Logischerweise richten sich die Sicherheitsanforderungen an die Transportbehälter nach den spezifischen physikalischen Eigenschaften des zu transportierenden Materials. Im Klartext heißt das: Nach den neuen Vorschriften ist sowohl beim Lufttransport von MOX-Brennelementen und ähnlichem Material in Typ-B-Behältern als auch beim Transport von radioaktivem Material in beliebiger physikalischer Form in den neuen sogenannten Typ-C-Behältern ein gleichwertiger Sicherheitsstandard gewährleistet.
Es ist also keinesfalls so, daß beim Lufttransport für unbestrahlte MOX-Brennelemente geringerwertige Sicherheitsvorkehrungen festgesetzt werden. Die Sicherheitsstandards für die Lufttransporte von plutoniumhaltigém Material sind so ausgelegt, daß nach einhelliger Einschätzung der internationalen Fachwelt sicherheitstechnisch gegen solche Transporte keine Bedenken bestehen. Bei Einhaltung dieser Sicherheitsanforderungen ist die Beförderung radioaktiver Stoffe einschließlich Plutonium in Flugzeugen sicher.

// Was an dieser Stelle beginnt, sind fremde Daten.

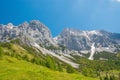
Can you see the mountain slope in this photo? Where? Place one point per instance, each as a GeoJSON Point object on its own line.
{"type": "Point", "coordinates": [12, 68]}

Meine Kolleginnen und Kollegen, wir nehmen unsere Verantwortung für die Sicherheit der Menschen ernst, aber wir wollen auch keine Ängste schüren, wo kein Anlaß dazu besteht. Tatsache ist, daß sich bis heute im Luftverkehr in der Bundesrepublik Deutschland kein Transportunfall mit radioaktivem Material ereignet hat.
Wir alle wissen: Es gibt keine absolute Sicherheit. Unser Ziel ist höchstmögliche Sicherheit, und davon machen wir keine Abstriche. Das kann jedoch nicht heißen, übereilt und ohne realistische Einschätzung des tatsächlichen Risikopotentials Verbote zu fordern. So einfach können wir uns die Sache nicht machen. Es gilt, Risikofaktoren genau zu analysieren, Gefahrenpotentiale realistisch einzuschätzen und dafür Sorge zu tragen, daß ein optimaler Sicherheitsstandard gewährleistet ist.
Das Sicherheitskonzept für den Lufttransport radioaktiver Stoffe wird diesen Anforderungen voll gerecht. Auch wenn es zu einem Unfall kommen sollte - den niemand hundertprozentig ausschließen kann -, können wir nach menschlichem Ermessen sicher davon ausgehen, daß die Transportvorkehrungen standhalten und sich eine Schädigung von Mensch und Umwelt durch radioaktives Material nicht ereignen wird.